The LRF 600 series has one of the most uncluttered displays of any rangefinder available. The unit has a reticle, a battery level indicator, and then displays the yardage below the reticle. (Tilt models also display angle compensated yardage below line of sight yardage). There are no angle of the shot measured in degrees, no bow or rifle icons, and no target priority icons displayed on the screen as is the case with most rangefinders.
Despite being a 600 yard rangefinder; Simmons states to expect reading trees out to 400 yards, and reading deer out to 200 yards. Ranging a deer at two hundred yards isn’t all that impressive for a laser rangefinder and sometimes manufactures are even a little optimistic about these numbers.
Lack of Features
The lack of modes and options will cause many hunters and shooters to look for another model of rangefinder. However, this is kind of a double edge sword because if the LRF 600 had all the features commonly found on other rangefinders it would undoubtedly be priced similar to those models as well.

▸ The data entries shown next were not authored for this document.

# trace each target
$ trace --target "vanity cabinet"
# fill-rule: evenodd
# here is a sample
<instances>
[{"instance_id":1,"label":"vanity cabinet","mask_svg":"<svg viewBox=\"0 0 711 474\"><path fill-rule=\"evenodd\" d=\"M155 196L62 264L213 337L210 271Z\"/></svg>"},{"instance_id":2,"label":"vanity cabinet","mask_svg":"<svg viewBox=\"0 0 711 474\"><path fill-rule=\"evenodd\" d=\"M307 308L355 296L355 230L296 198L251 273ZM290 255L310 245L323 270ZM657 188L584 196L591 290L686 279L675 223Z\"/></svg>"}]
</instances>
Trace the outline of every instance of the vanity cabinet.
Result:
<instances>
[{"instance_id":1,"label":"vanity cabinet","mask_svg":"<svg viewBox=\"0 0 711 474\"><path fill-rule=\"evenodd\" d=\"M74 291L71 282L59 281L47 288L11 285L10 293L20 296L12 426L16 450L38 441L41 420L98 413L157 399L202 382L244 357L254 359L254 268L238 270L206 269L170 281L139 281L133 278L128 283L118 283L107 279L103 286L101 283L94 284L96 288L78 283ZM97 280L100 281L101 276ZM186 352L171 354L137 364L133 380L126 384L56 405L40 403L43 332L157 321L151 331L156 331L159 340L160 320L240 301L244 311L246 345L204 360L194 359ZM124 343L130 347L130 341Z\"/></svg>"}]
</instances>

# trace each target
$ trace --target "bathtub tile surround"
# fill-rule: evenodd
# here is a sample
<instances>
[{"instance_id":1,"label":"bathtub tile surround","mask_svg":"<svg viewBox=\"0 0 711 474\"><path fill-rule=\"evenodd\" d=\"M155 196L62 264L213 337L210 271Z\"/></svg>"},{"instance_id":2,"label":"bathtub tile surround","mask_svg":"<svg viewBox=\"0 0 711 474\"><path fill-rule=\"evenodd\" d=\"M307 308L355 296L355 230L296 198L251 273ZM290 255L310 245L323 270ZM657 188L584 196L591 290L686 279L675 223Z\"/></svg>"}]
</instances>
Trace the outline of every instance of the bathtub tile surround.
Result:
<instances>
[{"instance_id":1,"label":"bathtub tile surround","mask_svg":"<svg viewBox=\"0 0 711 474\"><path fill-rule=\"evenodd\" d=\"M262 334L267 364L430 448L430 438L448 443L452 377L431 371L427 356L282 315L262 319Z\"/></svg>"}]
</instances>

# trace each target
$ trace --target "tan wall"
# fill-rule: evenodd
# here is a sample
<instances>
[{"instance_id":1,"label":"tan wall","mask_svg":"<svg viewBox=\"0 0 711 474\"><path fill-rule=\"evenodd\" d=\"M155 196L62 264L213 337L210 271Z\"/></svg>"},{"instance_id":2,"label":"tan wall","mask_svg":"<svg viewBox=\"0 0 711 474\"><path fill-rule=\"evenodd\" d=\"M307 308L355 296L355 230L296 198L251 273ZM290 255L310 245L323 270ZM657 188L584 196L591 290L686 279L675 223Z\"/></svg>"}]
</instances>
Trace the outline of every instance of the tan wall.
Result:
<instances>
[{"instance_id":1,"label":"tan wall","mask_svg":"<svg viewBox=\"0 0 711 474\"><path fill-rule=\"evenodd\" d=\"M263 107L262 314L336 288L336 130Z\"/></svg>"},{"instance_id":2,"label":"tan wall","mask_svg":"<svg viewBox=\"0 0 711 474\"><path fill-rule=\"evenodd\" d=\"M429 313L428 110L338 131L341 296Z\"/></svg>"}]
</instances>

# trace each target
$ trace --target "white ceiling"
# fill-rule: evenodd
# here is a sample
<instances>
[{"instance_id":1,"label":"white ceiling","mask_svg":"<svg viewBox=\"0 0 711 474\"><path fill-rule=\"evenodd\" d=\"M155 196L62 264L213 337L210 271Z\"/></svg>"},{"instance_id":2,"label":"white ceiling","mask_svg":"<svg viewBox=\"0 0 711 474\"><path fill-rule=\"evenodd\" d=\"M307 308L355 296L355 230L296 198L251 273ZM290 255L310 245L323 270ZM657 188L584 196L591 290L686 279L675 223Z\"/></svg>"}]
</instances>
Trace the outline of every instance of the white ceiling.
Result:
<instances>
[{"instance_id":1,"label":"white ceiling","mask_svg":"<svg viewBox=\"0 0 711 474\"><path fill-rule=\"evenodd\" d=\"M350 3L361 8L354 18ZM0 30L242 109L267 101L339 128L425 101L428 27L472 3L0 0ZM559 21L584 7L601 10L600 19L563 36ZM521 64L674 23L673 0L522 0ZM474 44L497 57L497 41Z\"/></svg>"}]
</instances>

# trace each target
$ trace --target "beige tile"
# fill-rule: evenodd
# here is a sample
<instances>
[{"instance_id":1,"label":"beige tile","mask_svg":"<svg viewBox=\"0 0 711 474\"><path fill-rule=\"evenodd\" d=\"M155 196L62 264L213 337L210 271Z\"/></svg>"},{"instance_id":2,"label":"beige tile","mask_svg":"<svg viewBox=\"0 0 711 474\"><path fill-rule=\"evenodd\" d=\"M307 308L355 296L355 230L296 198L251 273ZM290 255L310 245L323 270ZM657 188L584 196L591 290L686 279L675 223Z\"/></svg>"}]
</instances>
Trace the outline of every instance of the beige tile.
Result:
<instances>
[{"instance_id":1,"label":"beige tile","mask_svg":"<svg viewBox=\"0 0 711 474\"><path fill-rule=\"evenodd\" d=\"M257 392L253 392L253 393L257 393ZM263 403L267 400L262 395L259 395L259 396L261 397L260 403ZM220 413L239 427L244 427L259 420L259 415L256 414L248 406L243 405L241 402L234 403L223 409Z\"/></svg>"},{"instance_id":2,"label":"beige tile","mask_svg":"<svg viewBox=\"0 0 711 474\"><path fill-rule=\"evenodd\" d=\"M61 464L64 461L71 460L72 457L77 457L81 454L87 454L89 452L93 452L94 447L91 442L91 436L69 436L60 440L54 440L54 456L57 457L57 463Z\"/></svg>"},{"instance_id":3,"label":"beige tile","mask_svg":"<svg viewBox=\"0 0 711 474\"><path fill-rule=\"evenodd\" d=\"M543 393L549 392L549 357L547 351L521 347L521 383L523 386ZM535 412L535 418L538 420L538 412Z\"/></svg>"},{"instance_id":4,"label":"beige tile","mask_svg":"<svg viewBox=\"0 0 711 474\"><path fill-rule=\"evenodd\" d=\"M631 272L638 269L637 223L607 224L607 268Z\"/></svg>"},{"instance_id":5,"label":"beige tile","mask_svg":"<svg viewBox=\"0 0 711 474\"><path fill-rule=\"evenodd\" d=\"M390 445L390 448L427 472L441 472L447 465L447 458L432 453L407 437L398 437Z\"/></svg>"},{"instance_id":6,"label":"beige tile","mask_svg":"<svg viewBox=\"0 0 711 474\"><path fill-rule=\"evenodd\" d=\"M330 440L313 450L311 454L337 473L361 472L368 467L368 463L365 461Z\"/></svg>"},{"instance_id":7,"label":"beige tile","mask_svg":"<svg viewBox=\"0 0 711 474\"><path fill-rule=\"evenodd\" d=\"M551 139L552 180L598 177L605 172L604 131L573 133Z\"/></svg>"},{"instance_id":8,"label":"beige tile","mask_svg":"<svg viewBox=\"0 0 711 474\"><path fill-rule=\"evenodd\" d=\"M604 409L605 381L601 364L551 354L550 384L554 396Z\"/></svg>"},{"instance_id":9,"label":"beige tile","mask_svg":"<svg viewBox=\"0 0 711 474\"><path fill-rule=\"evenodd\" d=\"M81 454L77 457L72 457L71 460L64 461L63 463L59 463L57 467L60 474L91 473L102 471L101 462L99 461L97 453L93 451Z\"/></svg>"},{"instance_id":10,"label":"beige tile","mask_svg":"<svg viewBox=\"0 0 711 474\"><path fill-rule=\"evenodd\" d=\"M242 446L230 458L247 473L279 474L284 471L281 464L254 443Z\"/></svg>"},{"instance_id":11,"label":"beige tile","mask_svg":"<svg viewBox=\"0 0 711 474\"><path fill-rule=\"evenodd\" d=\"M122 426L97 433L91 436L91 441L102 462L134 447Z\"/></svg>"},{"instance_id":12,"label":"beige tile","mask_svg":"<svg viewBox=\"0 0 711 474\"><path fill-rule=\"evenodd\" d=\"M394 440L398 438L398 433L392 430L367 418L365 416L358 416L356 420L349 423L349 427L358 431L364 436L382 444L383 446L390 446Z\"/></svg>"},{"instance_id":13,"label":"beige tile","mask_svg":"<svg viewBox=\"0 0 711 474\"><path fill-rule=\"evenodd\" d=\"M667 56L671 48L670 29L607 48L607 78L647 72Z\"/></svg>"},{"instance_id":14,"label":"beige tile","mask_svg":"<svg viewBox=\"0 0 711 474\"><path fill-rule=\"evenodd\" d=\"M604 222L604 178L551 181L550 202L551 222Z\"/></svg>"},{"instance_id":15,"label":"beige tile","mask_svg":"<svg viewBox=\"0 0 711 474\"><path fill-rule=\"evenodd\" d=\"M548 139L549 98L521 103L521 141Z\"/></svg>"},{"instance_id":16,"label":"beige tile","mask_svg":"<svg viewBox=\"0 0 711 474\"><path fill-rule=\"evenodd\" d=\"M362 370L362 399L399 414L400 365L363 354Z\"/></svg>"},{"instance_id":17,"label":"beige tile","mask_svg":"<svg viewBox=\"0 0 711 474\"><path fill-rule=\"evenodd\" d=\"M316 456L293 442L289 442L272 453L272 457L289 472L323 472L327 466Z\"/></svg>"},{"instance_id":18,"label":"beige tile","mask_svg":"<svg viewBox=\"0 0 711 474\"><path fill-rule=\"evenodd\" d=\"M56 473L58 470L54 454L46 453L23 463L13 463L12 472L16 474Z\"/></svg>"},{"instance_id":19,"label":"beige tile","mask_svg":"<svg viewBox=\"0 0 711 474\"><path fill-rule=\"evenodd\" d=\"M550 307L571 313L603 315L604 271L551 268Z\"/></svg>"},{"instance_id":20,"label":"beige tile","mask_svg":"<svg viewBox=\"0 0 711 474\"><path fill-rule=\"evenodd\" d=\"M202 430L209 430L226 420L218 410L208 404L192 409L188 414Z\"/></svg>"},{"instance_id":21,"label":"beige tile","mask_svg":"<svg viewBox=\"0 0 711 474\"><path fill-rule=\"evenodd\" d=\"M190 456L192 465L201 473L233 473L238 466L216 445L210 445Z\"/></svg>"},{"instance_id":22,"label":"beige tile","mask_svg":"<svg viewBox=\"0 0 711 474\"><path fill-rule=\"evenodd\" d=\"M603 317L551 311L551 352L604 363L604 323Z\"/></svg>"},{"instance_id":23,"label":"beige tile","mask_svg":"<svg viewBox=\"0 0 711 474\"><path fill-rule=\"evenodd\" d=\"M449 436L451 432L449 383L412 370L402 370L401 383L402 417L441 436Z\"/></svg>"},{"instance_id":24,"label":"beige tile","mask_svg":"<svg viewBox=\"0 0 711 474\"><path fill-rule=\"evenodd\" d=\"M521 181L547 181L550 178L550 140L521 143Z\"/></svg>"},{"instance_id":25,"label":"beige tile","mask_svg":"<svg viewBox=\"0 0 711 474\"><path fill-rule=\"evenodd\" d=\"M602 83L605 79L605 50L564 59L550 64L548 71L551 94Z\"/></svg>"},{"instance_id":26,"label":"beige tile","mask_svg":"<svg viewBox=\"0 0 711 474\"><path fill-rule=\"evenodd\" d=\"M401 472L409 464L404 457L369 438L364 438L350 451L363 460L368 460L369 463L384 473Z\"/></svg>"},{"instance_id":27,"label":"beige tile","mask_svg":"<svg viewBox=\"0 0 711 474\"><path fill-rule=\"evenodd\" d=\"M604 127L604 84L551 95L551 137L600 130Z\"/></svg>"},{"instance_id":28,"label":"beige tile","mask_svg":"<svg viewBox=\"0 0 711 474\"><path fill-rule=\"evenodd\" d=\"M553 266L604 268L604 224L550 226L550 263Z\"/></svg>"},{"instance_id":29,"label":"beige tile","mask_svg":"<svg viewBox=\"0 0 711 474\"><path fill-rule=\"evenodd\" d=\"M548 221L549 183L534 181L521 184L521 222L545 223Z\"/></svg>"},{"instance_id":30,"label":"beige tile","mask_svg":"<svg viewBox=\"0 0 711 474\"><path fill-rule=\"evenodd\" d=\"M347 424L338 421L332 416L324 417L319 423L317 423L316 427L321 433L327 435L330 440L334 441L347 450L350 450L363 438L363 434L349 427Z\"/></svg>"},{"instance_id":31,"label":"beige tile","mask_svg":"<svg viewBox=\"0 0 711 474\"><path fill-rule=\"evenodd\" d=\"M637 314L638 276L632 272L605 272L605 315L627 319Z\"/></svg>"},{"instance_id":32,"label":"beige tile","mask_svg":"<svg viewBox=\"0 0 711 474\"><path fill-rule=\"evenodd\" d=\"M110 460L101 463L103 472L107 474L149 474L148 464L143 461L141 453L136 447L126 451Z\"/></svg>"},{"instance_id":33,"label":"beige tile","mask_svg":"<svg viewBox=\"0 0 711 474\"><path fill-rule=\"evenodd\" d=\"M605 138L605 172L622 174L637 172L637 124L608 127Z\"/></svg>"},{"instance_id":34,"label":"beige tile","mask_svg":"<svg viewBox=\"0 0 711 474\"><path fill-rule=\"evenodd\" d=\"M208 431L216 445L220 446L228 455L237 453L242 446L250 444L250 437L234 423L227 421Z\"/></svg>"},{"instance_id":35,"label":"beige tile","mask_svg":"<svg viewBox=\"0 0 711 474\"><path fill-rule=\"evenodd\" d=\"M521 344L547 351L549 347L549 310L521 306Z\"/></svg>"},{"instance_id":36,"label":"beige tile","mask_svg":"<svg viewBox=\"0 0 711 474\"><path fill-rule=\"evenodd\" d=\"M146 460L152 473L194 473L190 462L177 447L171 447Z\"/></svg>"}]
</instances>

The Simmons LRF 600 models differentiate themselves from other models by offering a basic rangefinder at a lower price than most of their competitors. However, its low magnification and relatively short ranging ability make it a noticeable tradeoff from higher powered longer ranging budget rangefinders.
LRF 600 Tilt
The LRF 600 Tilt version is a bright spot in the line up and should do well with those looking for a budget archery only rangefinder. Here the unit’s relatively short ranging ability isn’t a concern and its lower magnification is actually a benefit as field of view is more important than precision targeting at these closer ranges. Top that off with its ability to give true horizontal distance and low cost (currently under $150) and it should do very well with the bowhunting crowd.